In this work, simulations were performed to study the dynamics and shape evolution of flexible fibers in cellular flows. The particle-level rod-chain fiber model of Schmid et al. [48] and Switzer III & Klingenberg [49] was used to realistically capture the behavior of flexible fibers in a steady flow, while incorporating the realistic fiber features, including the fiber flexibility and non-straight fiber equilibrium shape. In all simulations, a total of 64 fibers, distributed uniformly in the computational domain, was tracked. The fibers were initially aligned with flow direction with the velocity of the fluid, and their behavior was analyzed for different combinations of fibers stiffness, aspect ratio, and equilibrium shape. In addition, the motion of isolated fibers was carried out to study the fiber transport for several initial conditions (position and orientation) and different fiber stiffnesses.

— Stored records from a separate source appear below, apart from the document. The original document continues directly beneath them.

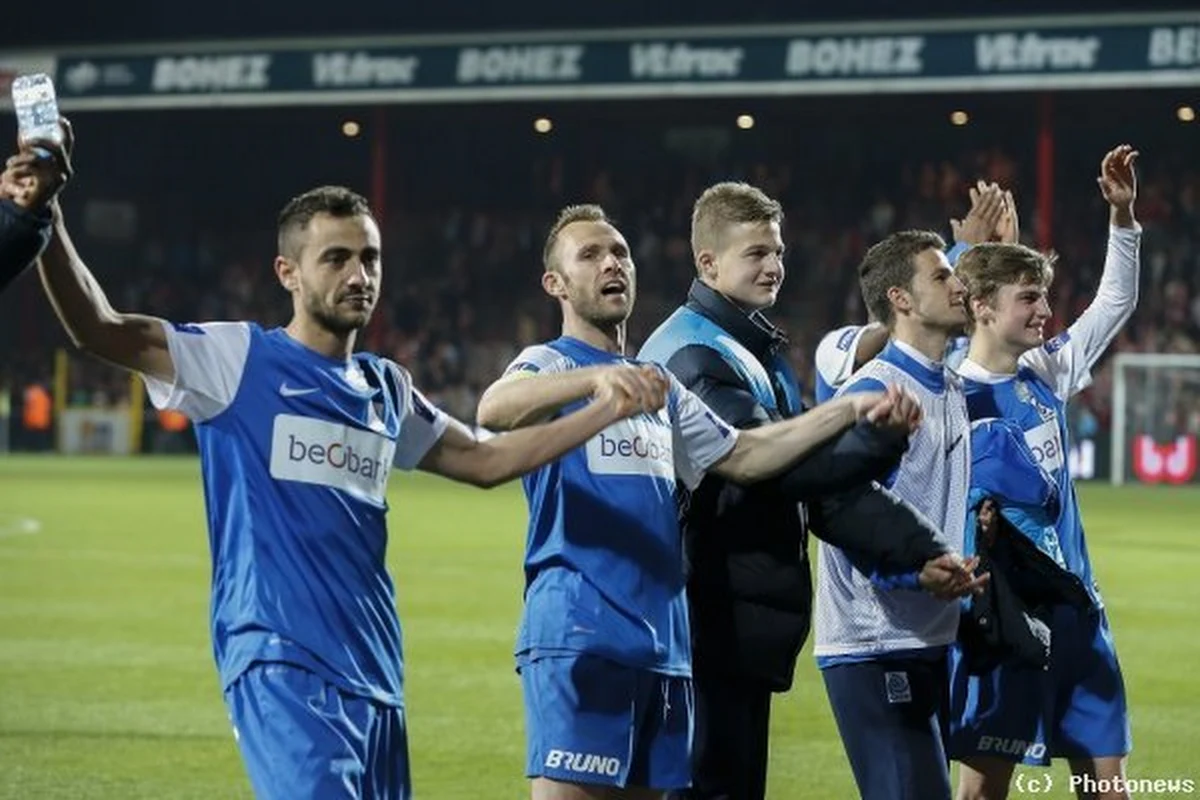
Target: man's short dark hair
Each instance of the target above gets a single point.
(295, 216)
(892, 263)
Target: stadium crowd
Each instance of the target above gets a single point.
(461, 292)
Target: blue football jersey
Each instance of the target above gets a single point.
(604, 555)
(295, 451)
(835, 358)
(856, 617)
(1048, 377)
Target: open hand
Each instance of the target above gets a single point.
(1117, 179)
(983, 218)
(33, 179)
(898, 410)
(949, 577)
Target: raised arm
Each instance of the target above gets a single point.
(130, 341)
(1066, 360)
(23, 235)
(487, 461)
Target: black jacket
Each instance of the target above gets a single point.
(749, 585)
(23, 235)
(1009, 623)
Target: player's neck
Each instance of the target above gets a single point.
(927, 341)
(610, 340)
(322, 340)
(993, 356)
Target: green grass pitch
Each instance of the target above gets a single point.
(107, 686)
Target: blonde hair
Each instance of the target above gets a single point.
(727, 204)
(988, 266)
(582, 212)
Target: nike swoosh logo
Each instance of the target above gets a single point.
(287, 391)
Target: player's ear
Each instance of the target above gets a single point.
(288, 272)
(900, 299)
(706, 265)
(552, 283)
(981, 310)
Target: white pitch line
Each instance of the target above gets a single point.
(11, 525)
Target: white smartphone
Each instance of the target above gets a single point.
(37, 108)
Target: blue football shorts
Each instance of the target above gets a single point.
(301, 737)
(1073, 709)
(593, 721)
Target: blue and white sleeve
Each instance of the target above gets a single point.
(537, 360)
(835, 359)
(209, 361)
(421, 423)
(700, 438)
(1066, 361)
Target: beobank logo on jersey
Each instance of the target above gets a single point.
(635, 446)
(327, 453)
(1047, 445)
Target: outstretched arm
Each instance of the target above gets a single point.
(23, 235)
(130, 341)
(772, 449)
(487, 461)
(523, 397)
(532, 392)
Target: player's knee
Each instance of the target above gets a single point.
(984, 779)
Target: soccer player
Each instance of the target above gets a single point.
(881, 645)
(1077, 708)
(604, 649)
(845, 349)
(749, 584)
(25, 226)
(298, 435)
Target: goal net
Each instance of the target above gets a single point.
(1156, 417)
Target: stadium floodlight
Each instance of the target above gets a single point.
(1156, 417)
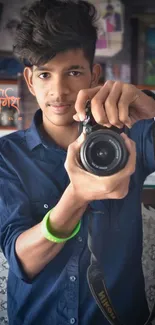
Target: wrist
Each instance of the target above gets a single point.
(66, 214)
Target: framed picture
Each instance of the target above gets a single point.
(10, 115)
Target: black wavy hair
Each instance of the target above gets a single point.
(49, 27)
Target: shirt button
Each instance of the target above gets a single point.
(80, 239)
(72, 278)
(46, 206)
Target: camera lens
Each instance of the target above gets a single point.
(103, 153)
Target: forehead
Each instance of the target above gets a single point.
(65, 60)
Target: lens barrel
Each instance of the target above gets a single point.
(103, 153)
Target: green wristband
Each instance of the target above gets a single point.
(48, 235)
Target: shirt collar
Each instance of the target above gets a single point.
(33, 134)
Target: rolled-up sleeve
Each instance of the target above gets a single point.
(15, 218)
(142, 134)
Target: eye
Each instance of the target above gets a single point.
(75, 73)
(44, 75)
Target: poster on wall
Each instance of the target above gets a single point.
(118, 71)
(149, 64)
(111, 27)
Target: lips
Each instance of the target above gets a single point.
(59, 109)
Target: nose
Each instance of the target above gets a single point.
(60, 87)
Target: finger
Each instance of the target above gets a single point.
(111, 105)
(120, 191)
(123, 106)
(99, 114)
(83, 96)
(131, 147)
(98, 104)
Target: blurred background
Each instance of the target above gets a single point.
(126, 52)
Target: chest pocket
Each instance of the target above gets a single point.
(40, 208)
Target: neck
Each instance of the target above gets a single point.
(62, 135)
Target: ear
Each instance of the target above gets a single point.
(28, 74)
(96, 73)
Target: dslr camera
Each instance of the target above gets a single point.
(103, 152)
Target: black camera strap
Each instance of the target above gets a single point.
(98, 288)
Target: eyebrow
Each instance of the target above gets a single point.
(72, 67)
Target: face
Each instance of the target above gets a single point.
(57, 83)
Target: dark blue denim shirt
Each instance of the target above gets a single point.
(32, 180)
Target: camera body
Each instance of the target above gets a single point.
(103, 152)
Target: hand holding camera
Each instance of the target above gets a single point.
(101, 162)
(87, 186)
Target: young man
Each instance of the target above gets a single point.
(40, 175)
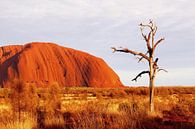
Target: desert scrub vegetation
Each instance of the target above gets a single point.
(23, 106)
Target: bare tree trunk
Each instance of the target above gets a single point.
(151, 86)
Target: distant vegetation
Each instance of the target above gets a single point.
(25, 107)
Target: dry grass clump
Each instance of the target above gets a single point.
(83, 108)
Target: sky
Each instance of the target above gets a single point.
(94, 26)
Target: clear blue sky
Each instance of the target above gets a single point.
(96, 25)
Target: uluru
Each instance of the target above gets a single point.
(45, 63)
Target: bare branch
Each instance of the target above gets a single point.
(155, 29)
(143, 35)
(146, 25)
(140, 74)
(125, 50)
(158, 42)
(140, 59)
(162, 70)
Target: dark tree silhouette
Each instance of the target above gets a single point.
(148, 56)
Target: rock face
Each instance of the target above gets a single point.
(45, 63)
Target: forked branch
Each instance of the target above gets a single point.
(162, 70)
(140, 74)
(158, 42)
(125, 50)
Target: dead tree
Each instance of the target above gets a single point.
(149, 56)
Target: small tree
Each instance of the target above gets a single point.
(148, 56)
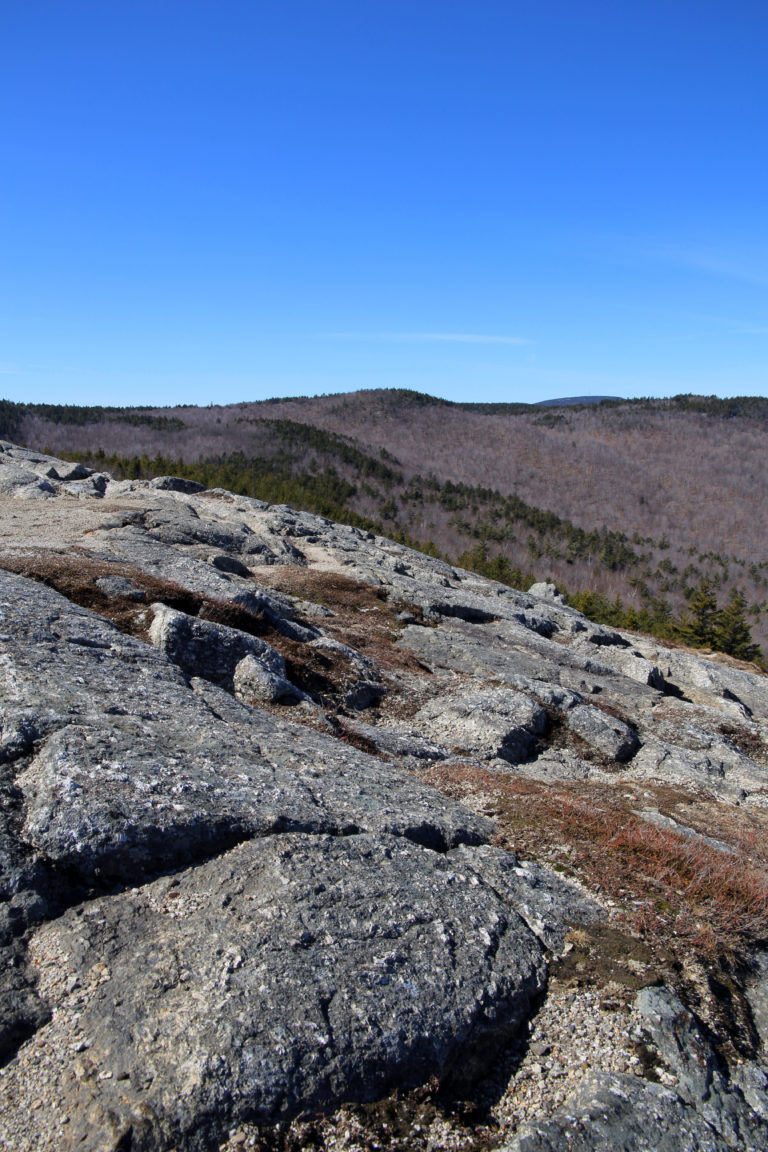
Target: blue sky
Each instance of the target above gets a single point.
(213, 201)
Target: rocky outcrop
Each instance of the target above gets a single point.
(232, 894)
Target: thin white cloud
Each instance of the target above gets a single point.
(458, 338)
(716, 264)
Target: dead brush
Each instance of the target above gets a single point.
(669, 886)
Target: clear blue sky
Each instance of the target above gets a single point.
(230, 199)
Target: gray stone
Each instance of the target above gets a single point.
(120, 588)
(255, 682)
(548, 903)
(620, 1114)
(495, 724)
(176, 484)
(700, 1081)
(547, 591)
(286, 976)
(205, 649)
(603, 733)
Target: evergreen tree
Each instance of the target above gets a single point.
(732, 633)
(699, 627)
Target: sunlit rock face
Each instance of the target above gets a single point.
(255, 861)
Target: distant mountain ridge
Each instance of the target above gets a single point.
(629, 505)
(565, 401)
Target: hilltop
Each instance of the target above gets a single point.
(312, 840)
(626, 505)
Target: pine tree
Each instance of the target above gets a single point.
(699, 627)
(732, 631)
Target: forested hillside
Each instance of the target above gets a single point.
(651, 514)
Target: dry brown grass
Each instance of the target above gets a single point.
(676, 888)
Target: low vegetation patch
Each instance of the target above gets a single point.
(676, 891)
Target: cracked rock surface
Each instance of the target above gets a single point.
(232, 896)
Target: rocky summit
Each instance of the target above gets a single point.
(309, 840)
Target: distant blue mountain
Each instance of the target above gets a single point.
(563, 401)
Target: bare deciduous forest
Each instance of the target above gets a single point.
(637, 500)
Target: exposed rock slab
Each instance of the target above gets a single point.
(283, 976)
(493, 724)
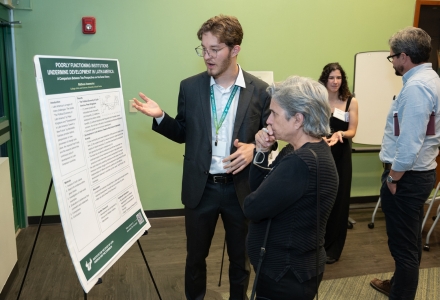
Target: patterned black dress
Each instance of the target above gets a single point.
(336, 230)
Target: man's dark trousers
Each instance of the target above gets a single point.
(404, 217)
(218, 199)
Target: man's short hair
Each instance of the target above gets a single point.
(226, 28)
(412, 41)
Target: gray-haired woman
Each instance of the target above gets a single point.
(286, 192)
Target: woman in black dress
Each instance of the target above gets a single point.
(343, 125)
(285, 193)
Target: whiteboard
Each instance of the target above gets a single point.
(375, 85)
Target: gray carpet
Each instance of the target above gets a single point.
(358, 287)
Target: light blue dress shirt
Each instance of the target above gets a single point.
(221, 96)
(419, 97)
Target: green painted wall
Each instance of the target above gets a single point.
(154, 41)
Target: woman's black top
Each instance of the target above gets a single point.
(287, 194)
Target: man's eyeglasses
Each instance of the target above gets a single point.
(391, 57)
(211, 53)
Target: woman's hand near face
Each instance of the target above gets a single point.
(264, 139)
(336, 137)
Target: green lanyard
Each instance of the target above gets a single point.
(225, 111)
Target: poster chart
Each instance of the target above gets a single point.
(83, 115)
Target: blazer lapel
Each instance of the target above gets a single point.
(243, 104)
(205, 104)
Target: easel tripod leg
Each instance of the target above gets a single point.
(149, 271)
(36, 238)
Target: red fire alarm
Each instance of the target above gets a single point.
(89, 25)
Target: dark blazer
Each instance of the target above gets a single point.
(192, 126)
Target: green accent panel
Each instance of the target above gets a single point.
(8, 93)
(22, 4)
(154, 42)
(102, 253)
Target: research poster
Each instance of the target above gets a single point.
(83, 115)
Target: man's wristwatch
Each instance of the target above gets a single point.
(391, 180)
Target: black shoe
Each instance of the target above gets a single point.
(331, 260)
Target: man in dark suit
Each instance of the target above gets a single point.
(219, 112)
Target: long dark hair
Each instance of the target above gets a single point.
(343, 92)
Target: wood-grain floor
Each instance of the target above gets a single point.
(52, 276)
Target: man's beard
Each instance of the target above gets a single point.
(222, 67)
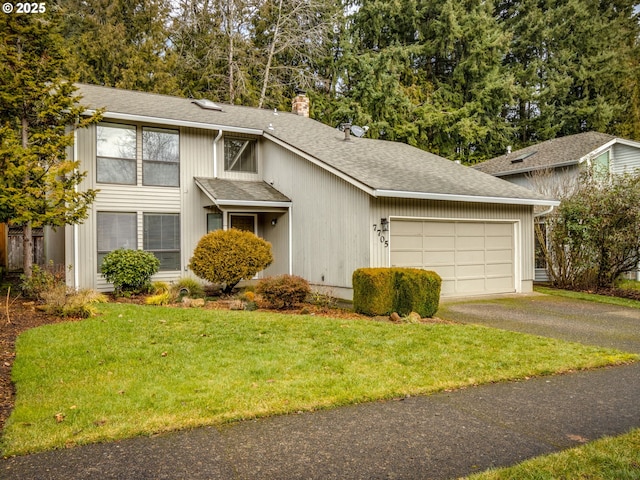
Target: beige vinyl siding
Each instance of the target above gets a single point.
(626, 159)
(329, 218)
(439, 210)
(196, 159)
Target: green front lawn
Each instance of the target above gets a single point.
(612, 458)
(137, 370)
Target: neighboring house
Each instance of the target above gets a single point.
(553, 167)
(171, 169)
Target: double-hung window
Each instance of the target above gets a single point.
(116, 230)
(116, 152)
(160, 157)
(162, 238)
(240, 155)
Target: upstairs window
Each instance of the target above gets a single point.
(116, 152)
(240, 155)
(160, 157)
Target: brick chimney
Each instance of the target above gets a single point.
(300, 104)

It was observed that depending on the fiber stiffness, and initial condition, the fibers either became trapped in a vortex of a cell or were freely transported through an array of counter-rotating vortices while exhibiting different modes of fiber deformations, including straight, nearly straight, J-shaped, U-shaped, and C-shaped geometry. These findings indicate the significant impact of initial conditions and mechanical properties of the fiber on the fiber buckling and transportation. The results are in agreement with the numerical and experimental results of Wandersman et al. [17].

The typical fiber relaxation times were long, for example, about \(34 \times 10^3\) dimensionless time for the fiber with (number of segments N, dimensionless stiffness DS, aspect ratio \(r_f\), equilibrium bending angle \(\theta ^{eq}\), equilibrium twisting angle \(\phi ^{eq}\)) \(=(11, 4.2\times 10^{-3}, 143, 0.01, 0)\). As expected, increasing the dimensionless stiffness led to a higher restoring bending torque and a more “rigid” behavior, which resulted in a quicker relaxation phase accordingly. Additionally, the findings showed that fibers with higher DS represent a lower ratio of fiber curvature to the flow streamline curvature (\(\xi ={\kappa _{fiber}}/{\kappa _{flow}}\)) than the more flexible fibers, meaning that they have regained their nearly straight equilibrium shapes to a larger extent.

The results obtained showed a strong influence of the fiber equilibrium shape on the bending behavior of the fibers. For relatively flexible fibers with \(\theta ^{eq}=0\) demonstrated a quick early-stage straightening from their initially flow-aligned configuration toward their straight equilibrium shape, and exhibit \(\kappa _{fiber} = 0\) across the computational domain after \(24 \times 10^3\) dimensionless time. However, even a small deviation in fiber equilibrium shape from perfectly straight shape causes a significant change in the values of \(\xi \). For example, a system containing fibers with the intrinsic radius of curvature \(R_u =10L\) (i.e., \(\theta ^{eq} \approx 0.1\)) exhibits \(\xi \) ranging from approximately 0.5 (at the distance from the center of vortices \(b \approx 200\)) to \(\xi \approx 0.8\) (at \(b \approx 1200\)) when the fibers reach their steady-state shapes.

The simulations performed for fibers with \((N, DS, \theta ^{eq}, \phi ^{eq})=(11,4.2 \times {10^{-3}},0.01,0)\) and various aspect ratios showed that fibers with higher \(r_f\) experience higher \(\xi \). This is to be expected, since for a fixed diameter longer fibers are more flexible than the shorter ones, and consequently as they move along the flow direction, they deform to a larger extent to assume the shape of streamlines.

The work presented herein showed that the shape development of the fiber leads to complex fiber transport dynamics. In further studies, it would be worthwhile to perform a detailed study on the origins of these dynamics, particularly the coupling between the fiber shape deformation and transport. It is recommended to perform further simulations with a wider range of fiber stiffnesses, equilibrium shape angles, and aspect ratios to gain a more detailed understanding of the fiber shape evolution in the studied flow field.